We are soon entering a propitious period for gold in the annual calendar.
Historically, prices have moved higher as gold traders and buyers returned from their summer holidays.
In reality, it has been the approaching Indian holiday, wedding, and agricultural harvest seasons that have boosted gold demand and supported higher prices in world markets as summer draws to a close.
Until last year, India was the largest consumer of gold in the world market, but thanks to the imposition of gold-import barriers by the Indian authorities and the surge in Chinese demand, China rose to the top spot and India trailed behind. Nevertheless, India remains a major player holding much sway over the world price.
With discouraging import duties and other anti-gold trade barriers still in place, it remains to be seen this year whether or not India will provide its usual seasonal boost to gold demand and prices in the world marketplace.

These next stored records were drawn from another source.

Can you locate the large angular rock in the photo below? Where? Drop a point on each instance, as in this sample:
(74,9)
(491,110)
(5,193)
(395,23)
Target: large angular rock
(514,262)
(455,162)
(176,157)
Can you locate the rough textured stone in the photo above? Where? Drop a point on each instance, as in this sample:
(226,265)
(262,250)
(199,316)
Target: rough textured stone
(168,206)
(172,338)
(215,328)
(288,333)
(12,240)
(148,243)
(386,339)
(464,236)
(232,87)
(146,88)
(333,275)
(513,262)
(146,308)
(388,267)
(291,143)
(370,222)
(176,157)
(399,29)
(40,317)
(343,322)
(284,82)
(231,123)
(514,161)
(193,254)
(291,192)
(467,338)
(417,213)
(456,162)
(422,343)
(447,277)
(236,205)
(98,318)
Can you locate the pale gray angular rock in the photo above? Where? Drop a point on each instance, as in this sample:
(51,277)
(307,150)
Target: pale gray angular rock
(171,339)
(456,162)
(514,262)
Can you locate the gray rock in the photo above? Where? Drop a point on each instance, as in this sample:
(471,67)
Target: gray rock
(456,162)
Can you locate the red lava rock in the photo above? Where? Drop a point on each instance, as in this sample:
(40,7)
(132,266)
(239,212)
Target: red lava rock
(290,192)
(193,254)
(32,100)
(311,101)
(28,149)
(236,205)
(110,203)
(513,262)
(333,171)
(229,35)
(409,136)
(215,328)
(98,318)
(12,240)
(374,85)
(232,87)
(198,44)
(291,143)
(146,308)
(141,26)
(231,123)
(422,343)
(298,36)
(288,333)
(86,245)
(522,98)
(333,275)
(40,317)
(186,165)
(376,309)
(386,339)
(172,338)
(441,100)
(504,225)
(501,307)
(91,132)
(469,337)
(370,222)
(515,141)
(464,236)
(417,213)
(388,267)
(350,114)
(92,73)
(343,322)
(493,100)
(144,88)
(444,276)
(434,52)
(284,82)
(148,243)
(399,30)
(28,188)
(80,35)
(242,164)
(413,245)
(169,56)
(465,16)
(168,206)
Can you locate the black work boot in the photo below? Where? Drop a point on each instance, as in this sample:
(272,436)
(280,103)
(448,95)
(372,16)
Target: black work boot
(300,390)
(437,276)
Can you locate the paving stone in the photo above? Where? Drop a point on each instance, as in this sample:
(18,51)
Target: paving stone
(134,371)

I expected India’s new government would move quickly to roll back the ten percent tax
on gold imports and abolish other barriers to the gold trade, but so far, it has failed to
provide any relief to bullion importers and the related jewelry and gemstone industries.

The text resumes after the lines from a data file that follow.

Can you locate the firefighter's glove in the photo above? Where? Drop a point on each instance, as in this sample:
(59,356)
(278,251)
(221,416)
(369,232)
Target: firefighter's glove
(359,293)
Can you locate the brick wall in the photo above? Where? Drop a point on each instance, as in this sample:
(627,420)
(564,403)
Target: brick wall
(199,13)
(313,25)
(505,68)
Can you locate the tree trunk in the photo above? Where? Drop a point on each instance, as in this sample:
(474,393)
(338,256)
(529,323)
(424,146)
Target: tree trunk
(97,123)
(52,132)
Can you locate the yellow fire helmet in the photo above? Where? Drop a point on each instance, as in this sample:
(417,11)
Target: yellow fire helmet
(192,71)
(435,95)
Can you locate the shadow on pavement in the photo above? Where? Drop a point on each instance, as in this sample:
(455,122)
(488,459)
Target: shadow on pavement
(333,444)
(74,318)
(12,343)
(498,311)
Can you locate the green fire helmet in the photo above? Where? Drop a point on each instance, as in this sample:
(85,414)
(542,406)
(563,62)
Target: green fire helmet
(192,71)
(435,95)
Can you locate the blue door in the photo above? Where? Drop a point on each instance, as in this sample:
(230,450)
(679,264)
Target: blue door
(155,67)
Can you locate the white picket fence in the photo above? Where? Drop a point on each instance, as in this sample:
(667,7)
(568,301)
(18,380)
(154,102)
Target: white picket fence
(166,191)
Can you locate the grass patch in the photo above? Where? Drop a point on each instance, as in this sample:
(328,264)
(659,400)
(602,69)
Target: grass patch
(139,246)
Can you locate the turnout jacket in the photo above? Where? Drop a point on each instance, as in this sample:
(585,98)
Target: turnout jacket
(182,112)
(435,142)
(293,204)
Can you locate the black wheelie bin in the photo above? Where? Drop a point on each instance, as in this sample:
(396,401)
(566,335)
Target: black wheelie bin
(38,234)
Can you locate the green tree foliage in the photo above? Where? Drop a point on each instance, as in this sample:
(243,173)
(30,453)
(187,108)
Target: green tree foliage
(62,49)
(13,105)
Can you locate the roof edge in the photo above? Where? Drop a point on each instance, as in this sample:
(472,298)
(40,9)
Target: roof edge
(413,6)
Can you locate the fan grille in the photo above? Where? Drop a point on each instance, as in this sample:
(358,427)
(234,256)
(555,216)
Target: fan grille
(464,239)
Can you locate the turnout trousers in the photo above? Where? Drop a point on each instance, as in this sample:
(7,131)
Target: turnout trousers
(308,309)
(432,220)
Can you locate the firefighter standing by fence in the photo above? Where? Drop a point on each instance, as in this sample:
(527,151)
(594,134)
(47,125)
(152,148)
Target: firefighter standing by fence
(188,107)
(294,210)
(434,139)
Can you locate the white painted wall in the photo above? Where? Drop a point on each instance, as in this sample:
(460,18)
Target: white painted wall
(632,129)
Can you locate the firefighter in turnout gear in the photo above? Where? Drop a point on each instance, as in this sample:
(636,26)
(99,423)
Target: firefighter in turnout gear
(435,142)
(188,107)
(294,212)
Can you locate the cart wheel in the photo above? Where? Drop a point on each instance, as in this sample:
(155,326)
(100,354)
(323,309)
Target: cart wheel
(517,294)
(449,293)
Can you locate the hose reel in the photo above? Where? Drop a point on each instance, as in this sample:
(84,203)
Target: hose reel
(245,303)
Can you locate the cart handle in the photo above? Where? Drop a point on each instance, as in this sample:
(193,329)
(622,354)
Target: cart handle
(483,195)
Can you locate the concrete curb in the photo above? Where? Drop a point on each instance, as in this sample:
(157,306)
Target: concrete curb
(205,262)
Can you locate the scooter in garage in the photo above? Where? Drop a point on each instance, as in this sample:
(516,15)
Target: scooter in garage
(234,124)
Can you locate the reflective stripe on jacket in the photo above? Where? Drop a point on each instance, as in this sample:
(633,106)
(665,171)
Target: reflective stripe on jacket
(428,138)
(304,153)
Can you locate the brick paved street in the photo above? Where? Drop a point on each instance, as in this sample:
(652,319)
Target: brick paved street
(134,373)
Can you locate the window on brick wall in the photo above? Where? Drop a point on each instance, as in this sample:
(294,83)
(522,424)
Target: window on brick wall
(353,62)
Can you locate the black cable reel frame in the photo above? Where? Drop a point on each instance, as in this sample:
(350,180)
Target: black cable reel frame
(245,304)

Relief will come sooner or later, perhaps even by September or October. Indian authorities now wish to discourage smugglers (who last year may have smuggled as much as 200 tons into the country) and to relieve the bullion, jewelry, and gem industries, an important political constituency that has been harmed by the restrictions on gold importation.
A rollback in import restrictions and a surge in Indian gold consumption, whenever it comes, could be sufficient to jog the world gold market into high gear, triggering resumption in the long-term gold-price upswing. In any event, with or without a rollback in India’s barriers to free trade in gold, demand for gold in that populous nation will be rising in the months ahead, offering support to the metal’s world price.